Days 31-60: Building Momentum

Week 5-6: Remediation

  • Fix issues from first test

  • Update documentation

  • Enhance procedures

  • Implement improvements

  • Validate changes

Week 7-8: Second Test

  • Conduct integration test

  • Test improvements from first test

  • Expand scope gradually

  • Document lessons learned

  • Update plans based on results

Days 61-90: Establishing Rhythm

Week 9-10: Preparation for Major Test

  • Plan full failover test

  • Coordinate with all departments

  • Set clear success criteria

  • Communicate to stakeholders

  • Prepare for potential issues

Week 11-12: Major Test and Review

  • Conduct comprehensive test

  • Complete thorough debrief

  • Document all findings

  • Create 12-month improvement plan

  • Establish ongoing testing program

The Questions I'm Always Asked

Q: How much does effective contingency testing cost?

Based on my experience across different organization sizes:

Organization Size

Annual Testing Cost

Breakdown

Small Practice (1-5 providers)

$5,000 - $15,000

Mostly staff time, minimal external costs

Medium Practice/Clinic (6-25 providers)

$15,000 - $40,000

Mix of internal time and external support

Large Practice/Small Hospital (26-100 providers)

$40,000 - $100,000

Dedicated resources, regular external audits

Hospital/Health System (100+ providers)

$100,000 - $500,000+

Full program with dedicated staff

Remember: compare this to the average healthcare data breach cost of $10.93 million (2023).

Q: Can we test during business hours without affecting patient care?

Yes, with proper planning:

  • Use isolated test environments

  • Schedule during lower-volume periods

  • Test components individually before full systems

  • Have immediate rollback procedures

  • Communicate clearly with staff

  • Start small and scale gradually

Q: What if we discover our plan doesn't work?

That's exactly why you test! I'd rather discover failures in controlled testing than during real emergencies.

Document everything, create a remediation plan, fix the issues, and retest. Every failure in testing is a disaster prevented in reality.

Q: How do we balance testing thoroughness with operational demands?

Start with small, low-impact tests and build up. A 30-minute component test monthly is better than no testing at all. As you build confidence and refine procedures, expand scope gradually.

Final Thoughts: Testing Saves Lives

I've opened with stories of failures. Let me close with a truth I've witnessed repeatedly:

Organizations that rigorously test their contingency plans don't just comply with HIPAA—they protect patients, preserve operations, and prevent catastrophes.

I've seen tested plans enable providers to maintain patient care during hurricanes, cyberattacks, power outages, and pandemics.

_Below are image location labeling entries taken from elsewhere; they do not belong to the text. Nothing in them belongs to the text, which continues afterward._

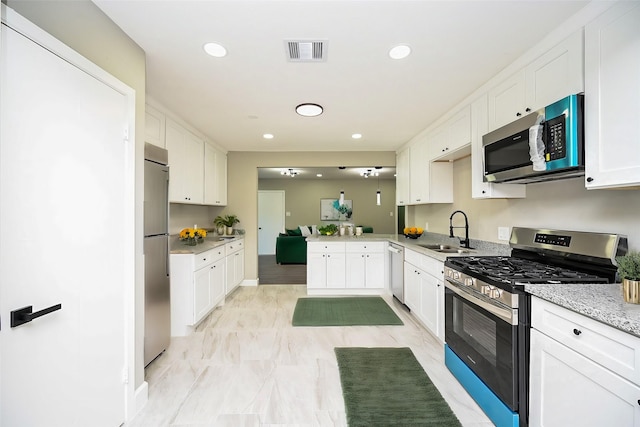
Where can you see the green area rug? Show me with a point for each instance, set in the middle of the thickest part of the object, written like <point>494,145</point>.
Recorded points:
<point>387,386</point>
<point>344,311</point>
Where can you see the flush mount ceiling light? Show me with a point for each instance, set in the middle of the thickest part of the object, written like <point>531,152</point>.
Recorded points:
<point>216,50</point>
<point>400,51</point>
<point>309,110</point>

I've watched organizations with practiced procedures respond to crises with calm confidence while untested competitors panic.

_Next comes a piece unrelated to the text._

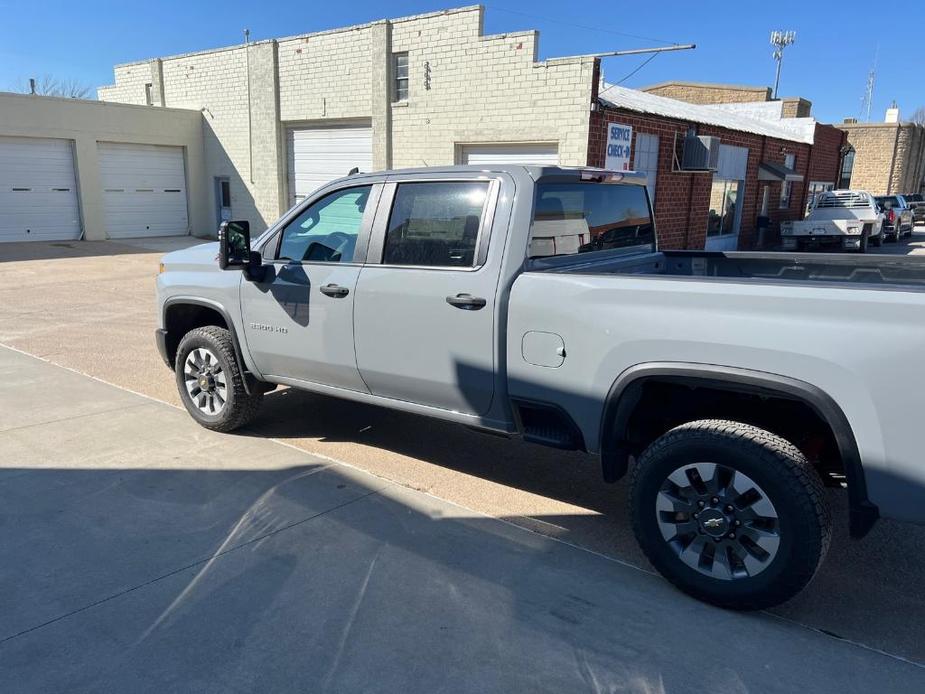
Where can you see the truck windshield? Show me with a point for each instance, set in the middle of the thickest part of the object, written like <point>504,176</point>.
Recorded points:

The 2 AM phone call about a server failure is stressful. But it's manageable when your team has practiced the recovery procedure a dozen times. Everyone knows their role. The documentation is clear. The procedures work. Recovery happens smoothly.

That's the power of testing.

"In contingency planning, hope is not a strategy. Practice is. Test your plans before disaster tests them for you."

Your contingency plan is only as good as your confidence it will work when needed. And you can only have that confidence through rigorous, regular, realistic testing.

Don't wait for a disaster to discover your plan doesn't work. Test it today. Improve it tomorrow. Trust it when it matters.

Because in healthcare, when your systems fail, patients suffer. Your contingency plan isn't just about HIPAA compliance—it's about the lives depending on your ability to maintain care through any crisis.

Test like lives depend on it. Because they do.